When Brian Johnston and his wife, Colleen, chose Niagara-on-the-Lake as a summer home a decade ago, they were looking for vibrancy — culture, walkable streets and a sense of life beyond their front door.

They found it.

“With the Shaw Festival, the restaurants, the trails — it has everything,” Johnston says. “In my opinion, it’s the number one town in Ontario for that.”

But for Johnston — a chartered professional accountant by training and longtime real estate executive — a community’s strength lies not only in what it offers today, but in how well it understands its past.

That conviction led him and Colleen to support the Niagara-on-the-Lake Museum and its capital campaign to create a new multipurpose programming space, expand community-based projects, increase exhibition space and add much-needed collection storage capacity.

“Remaining the same is not a good plan,” he says. “Growth creates energy.”

With its acquisition of the neighbouring Janet Carnochan House in May 2024, the museum has taken what he describes as a transformative step forward in its goals.
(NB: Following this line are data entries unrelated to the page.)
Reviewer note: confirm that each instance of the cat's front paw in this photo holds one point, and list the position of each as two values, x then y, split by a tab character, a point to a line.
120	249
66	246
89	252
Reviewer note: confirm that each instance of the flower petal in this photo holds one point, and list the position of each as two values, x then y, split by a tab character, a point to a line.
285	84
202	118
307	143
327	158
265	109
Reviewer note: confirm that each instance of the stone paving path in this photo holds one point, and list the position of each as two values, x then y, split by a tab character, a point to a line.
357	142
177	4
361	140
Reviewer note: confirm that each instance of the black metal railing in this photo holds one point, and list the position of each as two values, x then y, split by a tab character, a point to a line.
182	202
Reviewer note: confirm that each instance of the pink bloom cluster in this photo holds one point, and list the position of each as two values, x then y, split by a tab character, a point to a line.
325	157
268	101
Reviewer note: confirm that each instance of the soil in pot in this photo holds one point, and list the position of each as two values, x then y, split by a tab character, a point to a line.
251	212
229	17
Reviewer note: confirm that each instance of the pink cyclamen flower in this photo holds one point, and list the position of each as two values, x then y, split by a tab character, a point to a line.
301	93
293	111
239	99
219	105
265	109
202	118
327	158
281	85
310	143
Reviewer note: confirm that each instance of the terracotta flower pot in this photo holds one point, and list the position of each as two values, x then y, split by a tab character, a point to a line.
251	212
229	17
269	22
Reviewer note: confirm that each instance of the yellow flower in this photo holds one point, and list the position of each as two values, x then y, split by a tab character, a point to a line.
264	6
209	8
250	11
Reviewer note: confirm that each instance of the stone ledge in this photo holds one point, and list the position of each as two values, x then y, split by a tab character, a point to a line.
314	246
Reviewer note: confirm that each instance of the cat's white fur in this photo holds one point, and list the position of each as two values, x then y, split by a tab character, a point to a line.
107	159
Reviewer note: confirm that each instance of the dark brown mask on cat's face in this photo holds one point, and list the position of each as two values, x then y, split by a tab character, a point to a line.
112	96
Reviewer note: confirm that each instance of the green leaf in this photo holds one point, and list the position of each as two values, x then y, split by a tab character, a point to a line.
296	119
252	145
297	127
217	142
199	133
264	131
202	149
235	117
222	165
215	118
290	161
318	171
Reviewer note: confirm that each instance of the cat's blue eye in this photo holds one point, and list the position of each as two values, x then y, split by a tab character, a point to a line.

The next phase depends on continued community support, Johnston says.

With more than three decades in real estate development and corporate governance, Johnston has seen how institutions endure — through vision, discipline and steady investment.

His board service with the Bruce Trail Conservancy, which stewards a 900-kilometre trail system, reinforced that lesson. Protecting something meaningful requires long-term thinking, Johnston says.

With this expansion, he believes the museum is doing just that and has the potential to become an even stronger cultural anchor in Niagara-on-the-Lake’s evolving identity.

“The Shaw and the wineries are wonderful, but it can’t just be them,” he says. “The museum adds another layer. It reflects the region’s cultural heritage. It tells the stories.”

In a town shaped by the War of 1812, Indigenous alliances and its role as Upper Canada’s first capital, Johnston sees something rare: concentrated history worth preserving.

For him, supporting the capital campaign is an investment not just in buildings, but in continuity.